Is there a general rule for specific position management that is accurate to the numbers? For example, the position must be opened by what percentage, and under what circumstances will the position be increased or reduced according to the proportion of several percent? Unfortunately, no! It has been said at the beginning of this part that position management should be designed in combination with individual entry and exit basis and psychological bearing capacity, which can only provide you with a way of thinking. we need to complete the position management strategy according to their own relevant data.
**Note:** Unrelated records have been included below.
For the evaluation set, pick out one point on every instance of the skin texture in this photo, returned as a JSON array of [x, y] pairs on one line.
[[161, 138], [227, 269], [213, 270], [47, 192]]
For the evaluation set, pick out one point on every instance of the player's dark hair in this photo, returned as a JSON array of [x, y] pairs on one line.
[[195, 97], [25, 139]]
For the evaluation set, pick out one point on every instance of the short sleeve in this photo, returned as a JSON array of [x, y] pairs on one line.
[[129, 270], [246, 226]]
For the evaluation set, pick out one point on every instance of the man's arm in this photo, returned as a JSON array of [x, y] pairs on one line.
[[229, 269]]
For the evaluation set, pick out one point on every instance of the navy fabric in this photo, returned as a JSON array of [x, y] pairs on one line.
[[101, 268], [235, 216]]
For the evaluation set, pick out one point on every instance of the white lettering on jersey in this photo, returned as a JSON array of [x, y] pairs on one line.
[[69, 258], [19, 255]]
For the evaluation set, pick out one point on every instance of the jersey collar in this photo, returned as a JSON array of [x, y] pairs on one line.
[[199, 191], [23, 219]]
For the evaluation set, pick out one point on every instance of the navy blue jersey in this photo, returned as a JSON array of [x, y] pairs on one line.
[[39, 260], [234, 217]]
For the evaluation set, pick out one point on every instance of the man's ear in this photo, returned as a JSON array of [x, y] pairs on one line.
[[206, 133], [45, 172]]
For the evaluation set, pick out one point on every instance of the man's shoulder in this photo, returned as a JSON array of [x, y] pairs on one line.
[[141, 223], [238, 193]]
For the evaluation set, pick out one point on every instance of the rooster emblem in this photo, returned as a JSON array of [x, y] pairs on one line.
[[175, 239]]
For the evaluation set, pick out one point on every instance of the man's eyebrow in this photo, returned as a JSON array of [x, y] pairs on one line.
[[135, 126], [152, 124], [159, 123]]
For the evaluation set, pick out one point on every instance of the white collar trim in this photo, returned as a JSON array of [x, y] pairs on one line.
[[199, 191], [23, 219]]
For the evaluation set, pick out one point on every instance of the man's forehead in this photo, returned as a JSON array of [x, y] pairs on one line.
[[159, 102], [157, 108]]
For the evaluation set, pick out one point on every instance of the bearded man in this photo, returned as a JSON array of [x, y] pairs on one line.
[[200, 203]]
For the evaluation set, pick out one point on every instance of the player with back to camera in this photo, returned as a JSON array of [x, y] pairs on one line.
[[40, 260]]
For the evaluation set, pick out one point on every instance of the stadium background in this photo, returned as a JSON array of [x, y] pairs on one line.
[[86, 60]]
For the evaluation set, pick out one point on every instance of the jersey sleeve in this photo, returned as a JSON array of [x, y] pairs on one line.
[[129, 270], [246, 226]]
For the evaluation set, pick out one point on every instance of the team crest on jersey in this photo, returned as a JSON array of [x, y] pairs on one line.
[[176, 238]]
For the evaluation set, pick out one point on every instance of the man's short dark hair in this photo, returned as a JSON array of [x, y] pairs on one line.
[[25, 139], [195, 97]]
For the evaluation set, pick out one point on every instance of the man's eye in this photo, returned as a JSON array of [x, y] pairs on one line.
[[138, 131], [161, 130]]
What data or reference items do you need to base your own position management strategy on? I have made the following statistics here for your reference:

1. Your own risk preference.

You have to determine whether you are radical or conservative, what are your acceptable losses each time, and what are the stop points in your trading system? the acceptable loss is the amount of loss you can bear at a point, which is the number of hands you can open at a time compared to the price fluctuation per point with one hand.

2. The winning rate of trading methods.

Your position management must be determined based on the success rate that trading techniques can provide, so as to ensure that your capital can survive the loss part of the normal proportion of profits and losses.

3. The risk-reward ratio of the transaction, that is, the so-called profit-loss ratio.

The winning rate and the profit-loss ratio are twins, which I have mentioned in many previous articles. With the combination of winning rate and profit-loss ratio, your position management must be able to withstand the "worst period" of trading, or you will die in the night before dawn in your own trading system.

In short, position management is not an independent static part, it is an integral part of the whole trading system. Above we only discussed position management and all aspects related to it, but it does not mean that the trading system is just like this. The entry and exit strategy and position management in the trading system complement each other, both of which are indispensable.

III. Mentality in position management

The first two parts tell you the "world outlook" and "methodology" of position management respectively, and then there is the problem of consciousness. The mentality must not be well dealt with before the problems of the above two parts have not been solved. If your position management has been inspired by the above section, or if you have solved the previous problem, then the problem of mindset is relatively easy.

There are only two kinds of mentality that often occur in position management: if only I had been full when I made money, and if I had had a try when I lost money. Of course, there will also be, such as whether or not to increase the position? Let's take a bet on increasing the position. Or do you want to reduce your position? Forget it, or hurry up to reduce your positions and run away, and so on, but the latter is a derivative of the former.

When carrying on the position management, the best state is to carry out completely in accordance with the management mode that has been designed, without any subjective factors.It's easy to say, but it's not that easy to do, so what should we do?

There are no shortcuts, justMake the position management strategy and other parts of the matching trading system as detailed as possible so as not to give yourself any room for subjective reverie.

Note that this is not for you to make the trading system complex, but to tell everyone to make the trading system as simple as possible as fixed and careful as possible. For example, if an operation is based on an interval, then change the interval into a definite value, or try to compress the range of the interval to find certainty in the system. Only in this way can you lock your heart firmly with rules.

However, the rules still have to be implemented by discipline, so we must abide by the discipline that has been established, even if we use our own reward and punishment mechanism.

With regard to position management, it is almost over. I hope you can get some ideas about position management, which will be beneficial to your trading road. Finally, I hope everyone can trade smoothly and eat both ups and downs.

Edit / Charlotte

The translation is provided by third-party software.